Photo Courtesy of Amazon Prime Video
Rings of Power’s first season is a muddled eight hours of television. The Internet is rife with accounts of its play-by-play sins. The charges are, in no special order: bad Tolkien; bad characters; bad dialogue; bad pacing. Depending on the critic, the solid work of its acting troupe, VFX, and set design buy it some charity, but the objections are surprisingly uniform.
But the words “first” and “season” contain one of the strangest truths about modern TV’s architecture. Rings is in its infancy, and not even the creators know its shape. What comes after may redeem it entirely. Now, the bigger problem is whether or not anyone will notice.
If a movie burns through its first twenty minutes without interest, it’s unlikely to improve. Film critic Roger Ebert coined “Brotman’s Law” to describe this: “If nothing has happened by the end of the first reel, nothing is going to happen.” That’s not the case with TV, which works in cycles punctuated by forced intermissions. It responds to its audience in real-time as we consume it.
After all, there are probably more bad first seasons than good ones in the history of television, even if you exclude those of stillborn shows like Manimal. People skip over Seinfeld’s and Parks and Rec. The first dozen episodes of Deep Space Nine and Next Generation are slogs. Despite claims to perfection, Breaking Bad had its hiccups and dead-ends. Anyone remember Jesse Pinkman’s brother? Anyone?
Certainly, Rings makes the sort of mistakes which are hard to overlook. The details are numerous (watch the play-by-plays), but the main culprit is its adoration for J.J. Abrams’ fabled “mystery box.” In a mystery box format, scenes are verses of a riddle, vehicles for raw data. Who’s comet man? What do those Cirth runes mean? Which one is Sauron in disguise? This approach to storytelling gains its strength from the potential of open questions and the promise of a grand unveiling.
But TV shows aren’t riddles. It’s the scene-to-scene electricity of character and immediate drama which propels an audience through stories, not puzzles. With its attention fixed on the finale, Rings skimps on both. The result is a season which lards its first half with misdirection and filler and hides the goodies in the back. The promise of better, it believes, will be enough. It isn’t. Throwaway scenes don’t somehow unlock the energy of later, more interesting ones. They’re thrown away.
Take Rings’ first two minutes, where it should be working hardest to grab our attention. Elf bullies smash wee Galadriel’s toy boat, she runs to her brother, and he imparts Very Important Words for her to remember in the episode’s third act. Everyone in this scene is an ageless being endowed with inhuman grace, but swap a few details (a tricycle for the origami boat, say) and it would fit in a biopic about coming of age in the Bronx.

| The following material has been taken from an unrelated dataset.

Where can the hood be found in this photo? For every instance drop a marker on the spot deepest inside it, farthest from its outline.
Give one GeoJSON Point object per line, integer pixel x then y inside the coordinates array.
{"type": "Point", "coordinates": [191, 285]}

Charitably, her brother’s advice itself is trivial. Uncharitably, it’s deepity. The vintage Middle-earth case of this watch may be worth a billion dollars, but the gears are cheap.
Amazon proudly announced that they have a five-year plan, but anything with this much fat on its bones may not survive. This is Peak TV, where the oxygen is thinner and the competition fiercer. Week after week, shows are hitting inboxes and queues—shows that lack Rings’ ambition, but have better notions of what they want to be. The rest of fantasy TV is a bit too obsessed with becoming political thrillers à la Game of Thrones, but it’s following a clear trail and market demographic. Sandman nails the dream-logic of Gaiman perfectly on the first try. Niche fare like Critical Role is hitting its mark and nailing what its audience wants.
Studios are being aggressive about pruning their content, too. Seinfeld or Next Generation probably wouldn’t get second seasons in this climate. It makes sense. In periods of scarcity, you ration supplies. In periods of abundance, you ration your time.
Still, maybe we shouldn’t succumb to that instinct entirely.